これはMVを軸に考察を組み立てていく、いわゆる王道パターンの解釈ですね。
そして2つ目は
ロックな君=過去の自分
だと捉えて
- 過去の自分(夢)に囚われるさま
- そこから卒業して新しい道を開くさま
が描かれているという仮説。
こちらはぷすさんの制作意図や楽曲に込めた想いを汲み取って考察を行ったパターンの解釈です。
敢えて2パターンに分けたのですが、どちらの意も噛みしめながら視聴することで、楽曲の味が更に濃くなること間違いなしです。
ただ両方の解説を行っていくと尺を取り過ぎてしまうので、今回は1つ目の仮説で述べた王道パターンの解釈で解説を行っていきます。
1番
ロックな君とはお別れだ
だから!
僕に目もくれないで先ばかり行って
君のその才能に僕は嫉妬して
馬鹿にすんなよ 傍迷惑だ
ロックな君とはすなわち
主人公が想いを寄せる君
であり、別れを伝えないといけない相手。
“君のその才能に僕は嫉妬”とあるように、優れている彼に魅力を見出していることが分かる。優れている彼だからこそ魅力的だったのかもしれません。
心理学的に人は自分より優れている人に好意を抱く、そして「認められたい」と願う習性があります。

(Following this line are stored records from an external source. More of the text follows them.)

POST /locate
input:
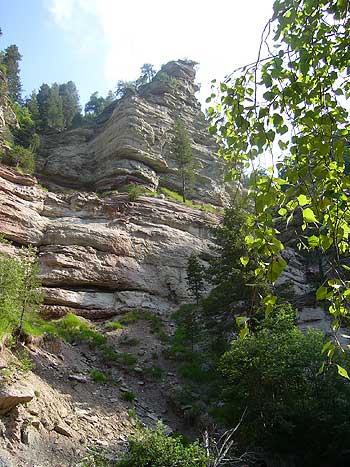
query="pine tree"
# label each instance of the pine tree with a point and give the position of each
(147, 74)
(95, 105)
(43, 105)
(32, 105)
(183, 156)
(55, 110)
(109, 98)
(11, 60)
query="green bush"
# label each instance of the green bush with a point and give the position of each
(20, 298)
(128, 396)
(291, 407)
(154, 449)
(74, 329)
(98, 376)
(112, 325)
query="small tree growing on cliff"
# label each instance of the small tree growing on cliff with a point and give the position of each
(19, 293)
(183, 157)
(195, 277)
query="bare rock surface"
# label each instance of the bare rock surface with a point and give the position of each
(134, 143)
(12, 396)
(104, 254)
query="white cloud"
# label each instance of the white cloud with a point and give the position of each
(219, 35)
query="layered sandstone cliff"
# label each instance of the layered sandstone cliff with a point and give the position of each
(133, 142)
(101, 256)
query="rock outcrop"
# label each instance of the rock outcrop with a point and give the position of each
(101, 256)
(132, 142)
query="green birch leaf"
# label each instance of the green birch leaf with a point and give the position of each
(342, 372)
(309, 215)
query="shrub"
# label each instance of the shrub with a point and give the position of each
(20, 158)
(20, 298)
(290, 406)
(98, 376)
(74, 329)
(154, 448)
(128, 396)
(114, 325)
(129, 341)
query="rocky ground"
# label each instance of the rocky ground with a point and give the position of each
(69, 413)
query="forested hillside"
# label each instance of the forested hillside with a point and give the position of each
(174, 285)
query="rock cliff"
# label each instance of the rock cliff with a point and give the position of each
(101, 256)
(132, 142)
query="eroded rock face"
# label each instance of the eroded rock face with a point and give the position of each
(12, 396)
(134, 145)
(101, 256)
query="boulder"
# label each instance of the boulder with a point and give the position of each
(10, 397)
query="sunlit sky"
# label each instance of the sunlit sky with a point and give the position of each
(95, 43)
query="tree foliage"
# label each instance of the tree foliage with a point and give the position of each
(291, 408)
(19, 291)
(195, 277)
(11, 59)
(55, 107)
(291, 105)
(154, 448)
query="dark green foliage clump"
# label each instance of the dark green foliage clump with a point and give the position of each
(74, 329)
(195, 277)
(233, 279)
(21, 158)
(20, 298)
(292, 408)
(154, 448)
(182, 153)
(10, 59)
(128, 396)
(98, 376)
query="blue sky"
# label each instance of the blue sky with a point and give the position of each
(96, 42)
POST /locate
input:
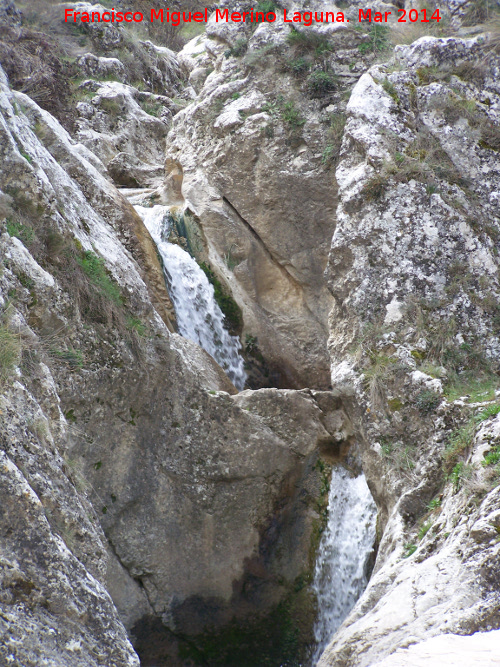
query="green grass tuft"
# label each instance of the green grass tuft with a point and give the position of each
(94, 268)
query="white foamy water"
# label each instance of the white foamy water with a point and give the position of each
(340, 572)
(199, 318)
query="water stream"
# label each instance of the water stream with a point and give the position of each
(340, 574)
(199, 318)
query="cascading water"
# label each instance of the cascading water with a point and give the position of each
(340, 574)
(199, 318)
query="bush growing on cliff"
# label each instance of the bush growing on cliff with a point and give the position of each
(94, 268)
(230, 309)
(10, 349)
(378, 39)
(305, 42)
(320, 83)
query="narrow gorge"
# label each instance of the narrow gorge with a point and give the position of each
(250, 335)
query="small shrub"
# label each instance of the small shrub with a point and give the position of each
(459, 442)
(10, 350)
(424, 529)
(427, 401)
(434, 504)
(390, 88)
(477, 388)
(409, 550)
(135, 324)
(73, 358)
(378, 39)
(291, 115)
(94, 268)
(321, 83)
(152, 108)
(110, 106)
(24, 233)
(492, 457)
(230, 260)
(238, 49)
(297, 66)
(459, 474)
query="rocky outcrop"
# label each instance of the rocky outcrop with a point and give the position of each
(414, 269)
(267, 229)
(202, 524)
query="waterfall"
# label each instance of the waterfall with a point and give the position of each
(340, 573)
(199, 318)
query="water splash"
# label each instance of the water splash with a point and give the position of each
(199, 318)
(340, 574)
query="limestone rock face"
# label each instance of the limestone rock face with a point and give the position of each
(414, 271)
(54, 602)
(266, 229)
(208, 502)
(115, 125)
(480, 648)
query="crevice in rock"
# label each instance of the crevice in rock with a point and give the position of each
(273, 259)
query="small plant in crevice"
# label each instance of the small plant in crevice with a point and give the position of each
(238, 49)
(424, 529)
(73, 358)
(24, 233)
(460, 472)
(320, 83)
(229, 258)
(434, 504)
(409, 549)
(94, 267)
(10, 348)
(229, 307)
(427, 401)
(307, 42)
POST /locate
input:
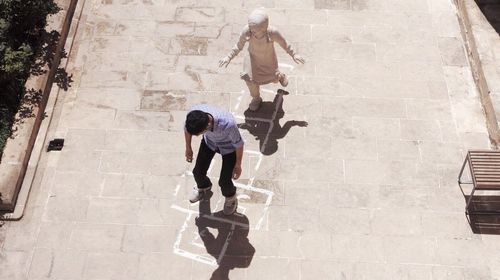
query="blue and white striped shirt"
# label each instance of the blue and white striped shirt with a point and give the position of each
(224, 136)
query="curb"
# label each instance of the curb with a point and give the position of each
(41, 125)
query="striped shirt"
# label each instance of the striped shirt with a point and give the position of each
(224, 136)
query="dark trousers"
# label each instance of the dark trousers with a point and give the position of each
(203, 160)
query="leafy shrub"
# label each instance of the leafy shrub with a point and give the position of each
(25, 48)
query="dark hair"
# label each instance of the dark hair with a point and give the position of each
(196, 122)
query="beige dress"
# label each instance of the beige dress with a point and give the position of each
(261, 64)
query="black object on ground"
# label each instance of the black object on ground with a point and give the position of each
(55, 145)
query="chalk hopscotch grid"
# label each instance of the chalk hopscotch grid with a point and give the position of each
(189, 212)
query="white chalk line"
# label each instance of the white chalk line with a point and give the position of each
(249, 186)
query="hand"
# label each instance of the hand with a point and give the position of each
(298, 59)
(189, 155)
(236, 172)
(224, 61)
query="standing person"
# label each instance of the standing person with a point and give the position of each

しかし彼と自分を比べることで劣等感を感じてしまうため“傍迷惑だ”と本音が綴られている。
『敬愛心に比例して大きくなる劣等感』
これに主人公は苦悩しているのです。
ロックな君とはお別れだ
ずっと僕は君に囚われたまま
いつだって其処に憧れて
でも芯が折れていたから
全部、中途半端になってロックな君とはお別れだ
ずっと僕は紛い物と笑われ
いつまでもダサい姿晒して
ロックじゃないね ロックに生きたいね
そう、だからお別れだ
じゃあね
“ロックに生きたいね”とあるように、自分のままに生きたいという欲望が主人公には存在した。しかし彼に好意を抱くあまりに『よく思われたい』という欲望が、当初主人公の中にあった欲望と絡み合い、苦悩させている。
この欲望の絡み合いこそが歌詞中の
- “芯が折れていた”
- “全部、中途半端になって”
という部分にあてはまる。
また紛い物とは
本物そっくりに似せて作ったもの
を表す言葉で、彼に気に入られようと取り繕う主人公を対比するのにピッタリであることが分かる。
これ以上、彼に囚われて自分を失いたくないから
『ロックな君とはお別れだ』
と何度も自分に言い聞かせているのです。
2番に続きます。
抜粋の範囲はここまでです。